In the second step, we used an in-house shell script to calculate the lengths of individual introns from the obtained data, the code is available in the Supplementary Information as Introns2.5 (SH Source File) or Supplementary Information S1 (Microsoft Excel File). Genes were sorted not by their names (symbols) but by Gene or Transcript Stable IDs. We calculated intron lengths in bp for genes on the Forward strand according to the formula {[Exon(n + 1)Start – Exon(n)End] – 1}; n are positive integers starting from 1. For genes on the Reverse strand, this formula was modified to {[Exon(n)Start – Exon(n + 1)End] – 1}. The script then created a table with the lengths of all introns for each protein-coding gene and searched for the position of the longest intron in the gene. In particular, we used AWK language to perform the following steps: 1) Calculate the lengths of the introns; 2) Extract Gene names if they were available; 3) Indicate the longest intron; 4) Calculate the relative position of the longest intron (the ratio of the position of the longest intron to the total number of introns in the given gene). Then we used Bourne Again Shell (BASH) to create a matrix of Gene or Transcript Stable IDs versus the lengths of the introns in bp. The script can handle various delimiters and require an input file exported from Ensembl BioMart query with either Gene Stable ID or Transcript stable ID as the main unique identifier. The first seven columns in the file must be: (1) Gene stable ID, (2) Transcript stable ID, (3) Gene name, (4) Strand, (5) Exon rank in transcript, (6) Exon region start and (7) Exon region end. The primary data about length of introns obtained by this algorithm are stored for individual tested organisms in Supplementary Information Tables S2-9.

In case the gene contained several introns with the same longest value, the longest intron was chosen as the one that had the highest absolute position number, i.e., position furthest from the 5' end of the gene. In the genomes of tested vertebrates, this situation occurred only in less than 0.1% of genes, in nematode worm and arabidopsis in less than 1%. The list of genes for which this situation occurred is presented in Table S10.

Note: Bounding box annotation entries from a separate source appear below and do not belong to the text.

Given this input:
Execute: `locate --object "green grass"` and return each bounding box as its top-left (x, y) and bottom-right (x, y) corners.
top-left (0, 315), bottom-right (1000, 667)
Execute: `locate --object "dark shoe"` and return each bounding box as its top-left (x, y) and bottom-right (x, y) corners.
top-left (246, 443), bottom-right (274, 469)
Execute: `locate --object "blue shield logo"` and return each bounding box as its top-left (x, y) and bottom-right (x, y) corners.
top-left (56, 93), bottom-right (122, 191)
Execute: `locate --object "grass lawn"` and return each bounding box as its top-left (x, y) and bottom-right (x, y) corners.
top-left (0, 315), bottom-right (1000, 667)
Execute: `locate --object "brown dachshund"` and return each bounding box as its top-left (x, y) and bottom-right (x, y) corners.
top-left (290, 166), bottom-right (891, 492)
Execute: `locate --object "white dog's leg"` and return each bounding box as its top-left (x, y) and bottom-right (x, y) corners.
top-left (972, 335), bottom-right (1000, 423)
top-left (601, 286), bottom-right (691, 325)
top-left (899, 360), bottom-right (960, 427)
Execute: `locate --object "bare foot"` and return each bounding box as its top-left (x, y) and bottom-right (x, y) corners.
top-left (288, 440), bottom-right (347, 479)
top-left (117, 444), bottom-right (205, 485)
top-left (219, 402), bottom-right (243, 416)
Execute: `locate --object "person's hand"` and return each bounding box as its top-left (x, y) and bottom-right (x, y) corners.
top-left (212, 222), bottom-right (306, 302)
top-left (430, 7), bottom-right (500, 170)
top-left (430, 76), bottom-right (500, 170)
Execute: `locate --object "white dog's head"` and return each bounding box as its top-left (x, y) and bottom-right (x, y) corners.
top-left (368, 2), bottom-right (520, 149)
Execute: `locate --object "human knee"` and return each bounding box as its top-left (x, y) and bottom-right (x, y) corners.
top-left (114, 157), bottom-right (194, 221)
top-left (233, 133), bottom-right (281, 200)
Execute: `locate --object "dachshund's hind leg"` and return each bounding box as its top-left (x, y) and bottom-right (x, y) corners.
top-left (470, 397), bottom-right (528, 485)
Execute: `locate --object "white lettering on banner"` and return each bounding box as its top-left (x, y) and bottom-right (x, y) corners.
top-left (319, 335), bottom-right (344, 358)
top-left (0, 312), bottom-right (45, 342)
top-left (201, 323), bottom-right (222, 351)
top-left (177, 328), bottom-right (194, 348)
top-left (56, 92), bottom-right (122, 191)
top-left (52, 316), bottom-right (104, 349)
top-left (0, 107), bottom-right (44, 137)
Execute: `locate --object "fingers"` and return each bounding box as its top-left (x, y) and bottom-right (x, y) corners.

Gene set enrichment analysis (GSEA)

Based on our previous work with the human genome and the knowledge that the distribution of the positions of the longest introns showed three peaks—at the beginning, middle and end of the gene, we divided all protein-coding genes of the studied organism into those containing less than three introns and which contain three or more introns [17]. We further divided genes with three or more introns into three subgroups according to the relative position of the longest intron (defined above). Thus, the position of the longest intron in the 1st tertile of all introns means that the relative ratio is in the interval (0;0.33]. Similarly, for the position of the longest intron in the 2nd tertile, it is in the interval (0.33;0.66], and for the 3rd tertile in (0.66;1]. In GSEA analyses, three subgroups of all protein-coding genes were compared from individual organisms; these input data for GSEA analyses can be obtained from Table S11.

We performed GSEA in parallel using two web platforms – g:Profiler (https://biit.cs.ut.ee/gprofiler/gost) [20] and ShinyGO (http://bioinformatics.sdstate.edu/go/) [21], taking into account the procedure recommended in the work of Reimand et al. [22]. With the g:Profiler program, we used the option to analyze multiple gene files simultaneously (Run as multiquery option), other possible options for setting the result parameters were left in the default settings. The default settings were also left in the ShinyGO program. We used the AmiGO 2 project (http://amigo.geneontology.org/amigo/landing) [23] for a better navigation in the hierarchical structure of GO terms (Gene Ontology; http://geneontology.org/) [24] in the resulting lists of terms and the tool for creating Venn diagrams Multiple List Comparator (https://molbiotools.com/listcompare.php) [25] for finding common terms between these lists.

Random gene lists

For each set of the GSEA input data, we created equally large set of control data. The creation of these control data proceeded in such a way that all the protein-coding genes of the given organism were randomly divided into subgroups with the same number of genes as in the subgroups of the GSEA input data, where the genes were divided according to the relative position of the longest intron. The "shuf" command in the Linux operating system was used to randomize individual genes into these control sets, which are available in Table S12. A basic statistical comparison of the primary and control data sets showed the random selection of genes in the control data.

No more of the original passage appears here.